(1)
Tahun 70-an, tempat penjualan buku rombeng di Surabaya ada di Jalan Semarang, sekitar kawasan stasiun Pasarturi. Tempat itu tidak pernah sepi pengunjung. Pelajar, guru dan beberapa orang tua. Segala macam buku ada di sana, mulai dari text-book bekas, majalah luar negeri, novel lama sampai primbon bekas. Aku suka sekali ke sana untuk sekedar cuci mata atau kadang-kadang beli buku yang menarik.
(2)
Tahun 60-an, aku menjadi anggota Perpustakaan Rakyat di Muntilan. Bertempat di sebuah rumah kecil berlantai tanah, berjarak 100 meter dari rumahku di Beteng Kauman, tempat itu laksana surga khasanah pengetahuan bagiku. Segala macam bacaan ada di sana. Mulai buku bacaan (bukan buku pelajaran!) untuk anak Sekolah Rakyat (SD sekarang) sampai buku-buku tebal hard-cover terbitan NV Noordhoff Kolf. Dengan membayar setali (25 sen) sebulan, sekali pinjam paling banyak 2 buku, paling lama tiga hari. Aku menjadi pemakan buku. Dua buku 100-150 halaman harus selesai tiga hari. Berkelana dalam bacaan ke sebuah rumah di pedesaan Amerika, ke jaman purba di mana manusia gua mulai belajar membuat alat-alat untuk berburu, ke sudut-sudut dunia.
Sayangnya, tiba-tiba perpustakaan pindah cukup jauh. Tamatlah petualanganku di dunia imajinasi seorang anak.
Masuk SMP, aku mulai kenal Winnetou dan Old Shatterhand dari perpustakaan Susteran.

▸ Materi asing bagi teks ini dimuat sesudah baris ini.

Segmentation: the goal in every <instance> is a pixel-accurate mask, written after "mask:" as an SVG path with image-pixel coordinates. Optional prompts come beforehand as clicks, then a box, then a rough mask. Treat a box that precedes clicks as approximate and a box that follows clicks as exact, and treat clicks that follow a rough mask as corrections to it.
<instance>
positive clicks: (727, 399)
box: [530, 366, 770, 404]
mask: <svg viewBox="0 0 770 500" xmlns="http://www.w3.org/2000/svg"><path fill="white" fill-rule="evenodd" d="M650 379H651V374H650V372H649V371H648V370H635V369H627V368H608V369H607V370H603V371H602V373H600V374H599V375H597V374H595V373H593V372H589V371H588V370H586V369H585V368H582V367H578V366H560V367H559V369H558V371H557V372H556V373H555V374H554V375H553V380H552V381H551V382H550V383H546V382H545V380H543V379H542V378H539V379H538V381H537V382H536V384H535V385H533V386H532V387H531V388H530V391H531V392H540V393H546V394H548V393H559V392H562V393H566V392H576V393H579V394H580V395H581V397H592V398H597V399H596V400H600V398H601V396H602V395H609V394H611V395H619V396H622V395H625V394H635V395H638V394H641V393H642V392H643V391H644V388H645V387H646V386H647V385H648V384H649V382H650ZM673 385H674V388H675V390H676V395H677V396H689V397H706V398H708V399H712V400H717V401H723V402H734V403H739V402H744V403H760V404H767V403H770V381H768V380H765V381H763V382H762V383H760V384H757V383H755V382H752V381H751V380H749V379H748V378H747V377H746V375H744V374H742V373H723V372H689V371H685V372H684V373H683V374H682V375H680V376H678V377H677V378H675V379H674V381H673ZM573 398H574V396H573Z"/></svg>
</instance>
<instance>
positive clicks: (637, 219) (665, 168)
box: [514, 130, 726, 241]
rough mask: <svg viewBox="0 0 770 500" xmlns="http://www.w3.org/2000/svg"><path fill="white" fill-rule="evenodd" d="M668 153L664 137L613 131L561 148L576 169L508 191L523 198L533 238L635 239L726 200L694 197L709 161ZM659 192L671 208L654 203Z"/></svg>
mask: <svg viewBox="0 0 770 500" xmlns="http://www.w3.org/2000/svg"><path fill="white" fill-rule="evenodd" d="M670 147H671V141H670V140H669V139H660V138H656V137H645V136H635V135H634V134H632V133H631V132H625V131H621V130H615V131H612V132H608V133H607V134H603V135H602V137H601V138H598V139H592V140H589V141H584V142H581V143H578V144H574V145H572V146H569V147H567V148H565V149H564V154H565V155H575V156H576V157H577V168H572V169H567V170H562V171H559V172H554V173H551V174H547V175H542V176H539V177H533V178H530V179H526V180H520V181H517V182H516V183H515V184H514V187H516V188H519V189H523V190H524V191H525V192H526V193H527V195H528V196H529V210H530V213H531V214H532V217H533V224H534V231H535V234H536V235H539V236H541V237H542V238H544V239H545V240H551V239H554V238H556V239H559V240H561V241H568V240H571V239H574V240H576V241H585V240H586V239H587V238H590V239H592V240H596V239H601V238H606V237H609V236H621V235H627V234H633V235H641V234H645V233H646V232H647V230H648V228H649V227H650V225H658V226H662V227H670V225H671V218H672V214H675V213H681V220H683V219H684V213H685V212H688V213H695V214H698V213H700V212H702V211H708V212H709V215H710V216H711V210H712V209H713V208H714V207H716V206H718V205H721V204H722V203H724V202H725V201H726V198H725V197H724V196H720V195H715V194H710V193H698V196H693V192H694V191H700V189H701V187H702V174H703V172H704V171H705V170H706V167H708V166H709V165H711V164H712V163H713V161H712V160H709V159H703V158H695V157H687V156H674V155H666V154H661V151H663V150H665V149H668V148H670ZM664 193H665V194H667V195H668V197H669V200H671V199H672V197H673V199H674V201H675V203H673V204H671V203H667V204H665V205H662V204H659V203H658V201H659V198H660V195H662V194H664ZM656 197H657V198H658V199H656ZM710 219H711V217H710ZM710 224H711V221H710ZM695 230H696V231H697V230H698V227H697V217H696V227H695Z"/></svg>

Juga majalah Intisari yang baru saja lahir.
(3)
Jaman internet, yang adalah pustaka luarbiasa besar memberi kesempatan baru bagiku untuk mengembara ke sudut-sudut dunia, pemikiran dan penulisan. Buku sudah tidak lagi disajikan dalam bentuk seperti pada masa kecilku, tetapi daya pikatnya semakin luar biasa karena mampu hadir seketika di depan kita dengan tampilan yang jauh lebih canggih dan sempurna.
Demikianlah, semua berjalan seiring dengan pergerakan jaman dan pemikiran. Di jaman ini, aku bisa mencoba untuk belajar berbagi isi kepala dengan siapa saja.